António Nobre

Na praia lá da Boa Nova, um dia

Narcisista, só se vê a si próprio. Passado/Presente. Infância.

Bem passado = infância = poder para sonhar, domínio do mundo para ele próprio = Eu como centro do mundo.

Mal presente = desmantelamento do sonho, profundo negativismo perante o real, perante o presente. O poeta sente-se só e a realidade só lhe inspira tédio, melancolia.

Íamos sós pela floresta amiga

Panteísmo, solidão partilhada, noite, lua, sacralização da lua. A noite possibilita o sonho, o divagar, o despertar da imaginação. A utilização do diminutivo é trazer as coisas para a nossa dimensão.

Da Influência da Lua

Espírito simbolista. O poeta exalta a noite, o pôr do sol, o Outono e encontramos mais uma vez a reiteração do luar. Outono - personificação da Natureza, Panteísmo. Poema neo-romântico - Natureza escura, morte próxima, frio, medo, procura da inspiração que nasce da lua, do outro lado oculto que está para além de… A aproximação da morte inspira o poeta levando a um depauperamento das coisas. Há um certo misticismo presente. Os bardos são os antepassados dos jograis. A natureza comunga dos sentimentos do poeta.

D. Enguiço

Autobiográfico. Boa caracterização de si próprio. Nascimento maldito, desgraçado desde o berço, mais valia não ter nascido. A desgraça persegue-o. Caiu na melancolia. Negativismo e cepticismo total em relação a todos os actos da sua vida. Tem a mania da perseguição, ri de si próprio. Egocêntrico. O mundo inteiro é ele próprio, não conhece fronteiras do eu, é um narcisista e um permanente insatisfeito.

Soneto 2

Diferença de Garrett, este com vontade de viver, António Nobre não, não quer saber da humanidade para nada, não se preocupa nada com os outros. A realidade existe toda em função de si próprio. A natureza que ele canta é a que conhece por ter vivido lá durante muito tempo. Tem um carácter mórbido, doentio e a sua poesia é dominada pela obsessão da morte. Ele chora permanentemente uma infância perdida ou um tempo mítico em que se projecta como centro dos outros, o que leva a um isolamento, é um círculo vicioso. O passado mítico que cria é uma evasão necessária do presente, a sublimação da angústia é a ilusão.
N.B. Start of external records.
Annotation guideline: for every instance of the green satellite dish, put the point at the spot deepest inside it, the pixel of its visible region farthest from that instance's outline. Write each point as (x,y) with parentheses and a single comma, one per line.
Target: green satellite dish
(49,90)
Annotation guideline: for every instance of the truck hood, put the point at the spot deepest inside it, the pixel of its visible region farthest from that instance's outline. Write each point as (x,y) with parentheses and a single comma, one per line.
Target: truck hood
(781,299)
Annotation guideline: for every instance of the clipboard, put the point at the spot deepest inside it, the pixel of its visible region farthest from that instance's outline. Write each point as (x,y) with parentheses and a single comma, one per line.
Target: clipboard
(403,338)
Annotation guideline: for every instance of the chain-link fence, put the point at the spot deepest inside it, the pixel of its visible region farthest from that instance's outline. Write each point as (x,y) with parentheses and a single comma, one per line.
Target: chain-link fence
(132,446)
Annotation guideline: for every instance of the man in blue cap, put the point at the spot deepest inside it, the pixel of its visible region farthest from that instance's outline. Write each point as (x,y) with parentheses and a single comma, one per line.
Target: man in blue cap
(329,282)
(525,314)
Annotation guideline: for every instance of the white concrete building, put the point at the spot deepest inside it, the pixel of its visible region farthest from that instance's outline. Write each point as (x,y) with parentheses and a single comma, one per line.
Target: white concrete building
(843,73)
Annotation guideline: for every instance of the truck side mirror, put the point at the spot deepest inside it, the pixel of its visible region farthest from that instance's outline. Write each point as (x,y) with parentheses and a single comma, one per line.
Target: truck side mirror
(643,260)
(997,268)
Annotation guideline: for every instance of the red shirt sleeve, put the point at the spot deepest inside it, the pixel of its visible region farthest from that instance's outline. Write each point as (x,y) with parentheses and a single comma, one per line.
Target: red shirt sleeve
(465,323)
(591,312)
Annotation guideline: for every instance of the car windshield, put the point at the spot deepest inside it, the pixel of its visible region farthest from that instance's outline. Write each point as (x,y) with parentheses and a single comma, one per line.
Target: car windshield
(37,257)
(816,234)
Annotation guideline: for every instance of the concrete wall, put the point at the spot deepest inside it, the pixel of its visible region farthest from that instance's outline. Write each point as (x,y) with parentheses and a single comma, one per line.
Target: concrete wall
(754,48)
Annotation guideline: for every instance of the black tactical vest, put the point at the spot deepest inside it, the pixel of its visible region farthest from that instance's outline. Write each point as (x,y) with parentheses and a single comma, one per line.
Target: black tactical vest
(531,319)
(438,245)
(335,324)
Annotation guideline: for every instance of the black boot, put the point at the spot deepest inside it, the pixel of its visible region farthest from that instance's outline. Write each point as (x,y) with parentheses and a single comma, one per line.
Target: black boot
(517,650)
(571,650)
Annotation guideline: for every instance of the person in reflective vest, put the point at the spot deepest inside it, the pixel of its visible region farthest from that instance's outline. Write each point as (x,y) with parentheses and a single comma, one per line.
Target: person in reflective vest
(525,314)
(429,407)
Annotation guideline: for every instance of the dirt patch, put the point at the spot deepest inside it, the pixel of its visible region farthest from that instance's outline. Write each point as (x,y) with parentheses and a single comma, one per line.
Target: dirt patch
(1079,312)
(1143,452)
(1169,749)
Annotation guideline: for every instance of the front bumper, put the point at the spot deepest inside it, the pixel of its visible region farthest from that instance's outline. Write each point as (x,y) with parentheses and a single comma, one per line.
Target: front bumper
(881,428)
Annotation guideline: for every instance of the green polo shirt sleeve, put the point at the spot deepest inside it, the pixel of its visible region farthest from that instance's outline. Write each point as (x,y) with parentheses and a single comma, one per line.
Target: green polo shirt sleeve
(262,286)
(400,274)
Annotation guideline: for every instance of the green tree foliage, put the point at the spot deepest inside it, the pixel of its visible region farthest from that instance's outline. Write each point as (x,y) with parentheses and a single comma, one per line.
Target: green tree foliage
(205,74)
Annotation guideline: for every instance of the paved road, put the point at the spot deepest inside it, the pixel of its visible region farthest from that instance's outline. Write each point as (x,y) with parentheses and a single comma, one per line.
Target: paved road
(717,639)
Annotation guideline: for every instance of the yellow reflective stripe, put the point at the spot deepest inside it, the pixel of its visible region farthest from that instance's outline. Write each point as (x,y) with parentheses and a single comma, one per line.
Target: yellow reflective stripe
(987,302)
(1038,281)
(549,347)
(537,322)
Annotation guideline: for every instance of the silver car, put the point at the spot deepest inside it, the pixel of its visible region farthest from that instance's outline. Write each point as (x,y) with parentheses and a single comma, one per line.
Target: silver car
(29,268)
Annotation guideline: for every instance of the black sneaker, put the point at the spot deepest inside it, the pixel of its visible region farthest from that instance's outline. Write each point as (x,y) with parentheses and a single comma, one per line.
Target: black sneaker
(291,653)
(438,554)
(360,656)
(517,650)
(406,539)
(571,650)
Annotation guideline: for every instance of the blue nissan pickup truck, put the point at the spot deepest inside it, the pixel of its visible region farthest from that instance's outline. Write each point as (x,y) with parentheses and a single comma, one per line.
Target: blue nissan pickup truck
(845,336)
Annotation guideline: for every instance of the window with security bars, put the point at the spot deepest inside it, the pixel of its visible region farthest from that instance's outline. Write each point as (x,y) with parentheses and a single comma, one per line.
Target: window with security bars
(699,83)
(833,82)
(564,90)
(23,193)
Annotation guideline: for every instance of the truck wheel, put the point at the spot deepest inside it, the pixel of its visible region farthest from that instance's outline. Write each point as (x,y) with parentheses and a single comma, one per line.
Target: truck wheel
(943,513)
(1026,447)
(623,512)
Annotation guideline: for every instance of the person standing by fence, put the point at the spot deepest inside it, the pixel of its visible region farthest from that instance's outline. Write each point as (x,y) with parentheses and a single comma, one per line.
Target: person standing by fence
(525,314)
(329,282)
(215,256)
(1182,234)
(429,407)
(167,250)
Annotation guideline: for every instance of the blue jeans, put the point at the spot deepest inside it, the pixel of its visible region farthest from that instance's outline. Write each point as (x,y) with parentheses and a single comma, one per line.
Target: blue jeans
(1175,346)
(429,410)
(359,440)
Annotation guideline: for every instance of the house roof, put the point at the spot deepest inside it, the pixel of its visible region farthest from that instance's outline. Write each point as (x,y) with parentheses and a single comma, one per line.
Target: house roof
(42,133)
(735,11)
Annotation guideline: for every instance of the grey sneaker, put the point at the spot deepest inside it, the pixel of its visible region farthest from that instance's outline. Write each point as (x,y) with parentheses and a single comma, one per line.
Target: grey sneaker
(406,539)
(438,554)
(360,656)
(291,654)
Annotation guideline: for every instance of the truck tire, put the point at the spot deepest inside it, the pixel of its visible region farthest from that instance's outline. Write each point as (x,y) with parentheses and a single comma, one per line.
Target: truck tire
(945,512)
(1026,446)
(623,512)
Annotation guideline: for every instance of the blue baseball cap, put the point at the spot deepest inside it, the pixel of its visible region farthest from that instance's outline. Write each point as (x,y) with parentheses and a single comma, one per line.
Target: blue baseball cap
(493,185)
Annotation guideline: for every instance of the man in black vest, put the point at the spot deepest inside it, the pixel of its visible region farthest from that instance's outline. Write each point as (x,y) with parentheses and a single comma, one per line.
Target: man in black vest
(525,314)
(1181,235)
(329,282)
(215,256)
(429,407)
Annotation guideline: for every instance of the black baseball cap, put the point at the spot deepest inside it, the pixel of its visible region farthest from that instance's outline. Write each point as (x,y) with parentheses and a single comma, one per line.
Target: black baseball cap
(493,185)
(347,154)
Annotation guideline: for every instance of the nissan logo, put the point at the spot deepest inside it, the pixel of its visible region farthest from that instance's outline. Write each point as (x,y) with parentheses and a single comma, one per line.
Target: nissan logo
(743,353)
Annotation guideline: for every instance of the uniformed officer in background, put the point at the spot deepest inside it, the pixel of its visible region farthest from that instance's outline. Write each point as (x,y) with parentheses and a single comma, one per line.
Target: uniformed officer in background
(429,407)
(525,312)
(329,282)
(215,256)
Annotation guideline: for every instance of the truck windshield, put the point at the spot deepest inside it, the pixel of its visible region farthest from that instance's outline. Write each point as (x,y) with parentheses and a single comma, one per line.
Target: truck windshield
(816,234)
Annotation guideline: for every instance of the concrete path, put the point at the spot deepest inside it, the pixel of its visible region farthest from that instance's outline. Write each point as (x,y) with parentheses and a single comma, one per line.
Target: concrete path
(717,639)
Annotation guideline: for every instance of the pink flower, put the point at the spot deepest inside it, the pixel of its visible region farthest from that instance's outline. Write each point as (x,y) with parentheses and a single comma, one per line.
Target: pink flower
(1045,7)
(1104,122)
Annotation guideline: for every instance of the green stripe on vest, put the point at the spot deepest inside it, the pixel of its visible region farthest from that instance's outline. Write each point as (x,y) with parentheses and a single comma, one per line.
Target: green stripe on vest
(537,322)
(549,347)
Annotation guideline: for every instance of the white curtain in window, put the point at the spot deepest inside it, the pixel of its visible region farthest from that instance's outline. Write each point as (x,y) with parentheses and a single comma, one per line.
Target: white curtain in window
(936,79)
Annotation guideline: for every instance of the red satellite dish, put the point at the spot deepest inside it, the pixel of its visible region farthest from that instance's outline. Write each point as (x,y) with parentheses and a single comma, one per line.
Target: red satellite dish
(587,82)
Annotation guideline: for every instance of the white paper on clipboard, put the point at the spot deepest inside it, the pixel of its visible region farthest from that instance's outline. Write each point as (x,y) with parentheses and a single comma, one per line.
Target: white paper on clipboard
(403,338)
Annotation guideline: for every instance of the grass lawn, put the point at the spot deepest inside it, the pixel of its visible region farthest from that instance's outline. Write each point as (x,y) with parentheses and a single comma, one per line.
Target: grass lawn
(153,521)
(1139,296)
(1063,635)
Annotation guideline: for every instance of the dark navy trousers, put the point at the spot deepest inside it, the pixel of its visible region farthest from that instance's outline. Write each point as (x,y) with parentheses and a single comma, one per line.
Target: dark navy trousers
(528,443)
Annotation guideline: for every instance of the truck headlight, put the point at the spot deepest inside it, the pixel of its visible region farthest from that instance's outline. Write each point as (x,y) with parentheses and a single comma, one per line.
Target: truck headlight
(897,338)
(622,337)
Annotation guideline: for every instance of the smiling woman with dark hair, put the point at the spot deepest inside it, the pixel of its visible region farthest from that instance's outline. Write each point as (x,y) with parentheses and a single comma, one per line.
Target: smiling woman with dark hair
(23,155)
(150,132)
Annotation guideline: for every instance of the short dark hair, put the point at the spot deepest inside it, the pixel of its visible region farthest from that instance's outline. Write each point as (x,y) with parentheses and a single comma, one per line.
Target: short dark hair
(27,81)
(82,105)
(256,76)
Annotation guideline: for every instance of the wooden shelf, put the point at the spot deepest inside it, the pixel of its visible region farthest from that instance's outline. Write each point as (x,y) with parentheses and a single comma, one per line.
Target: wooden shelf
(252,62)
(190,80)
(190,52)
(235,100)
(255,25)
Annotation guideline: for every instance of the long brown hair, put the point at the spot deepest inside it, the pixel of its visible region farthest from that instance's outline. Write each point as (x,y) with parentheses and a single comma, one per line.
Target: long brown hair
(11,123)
O sofrimento é dominante, é o pressentimento de um destino trágico, é a referência à infância como um castelo de sonho, o presente já só pode provocar a angústia, o tédio e a melancolia. A 1ª. quadra revela um pouco a exaltação de si próprio. É um destino excepcional, algúem superior aos outros. É-lhe indiferente a forma de governo, Portugal é uma desgraça, tem consciência de que é diferente dos avós. Há um sentimento de isolamento que implica uma visão um pouco aristocrática da sociedade porque o que importa é o indivíduo e não o colectivo, e aí o poeta isola-se e deixa as coisas andarem.

Soneto 4

Como evasão, como sublimação, o mal estar provocado pelas ruínas do seu lar. O tempo da infância, o presente como o tempo da descrença e do cepticismo total. O lar é o seu próprio inteiror. Ele tem uma personalidade fragmentada, destruída, o seu perdido lar é o da infância, é o seu universo infantil. A inspiração que nasce do crepúsculo, o sol ao cair faz com que se crie uma auréola no mar, sempre o luar. As virgens representam a pureza da infância, ele está desvitalizado, perdeu a alma e a vida, por isso quer um canto que lhe volte a dar essa vida perdida. Ele fala assim do seu próprio canto.

O Desejado

A esperança virá de noite, os olhos são verdes de esperança. A Pátria está de tal modo corrupta, vil, medíocre, que o salvador da Pátria tem que ser forçosamente vilipendiado. A infância do sonho, da ilusão, da esperança, só ele podia criar um Portugal novo.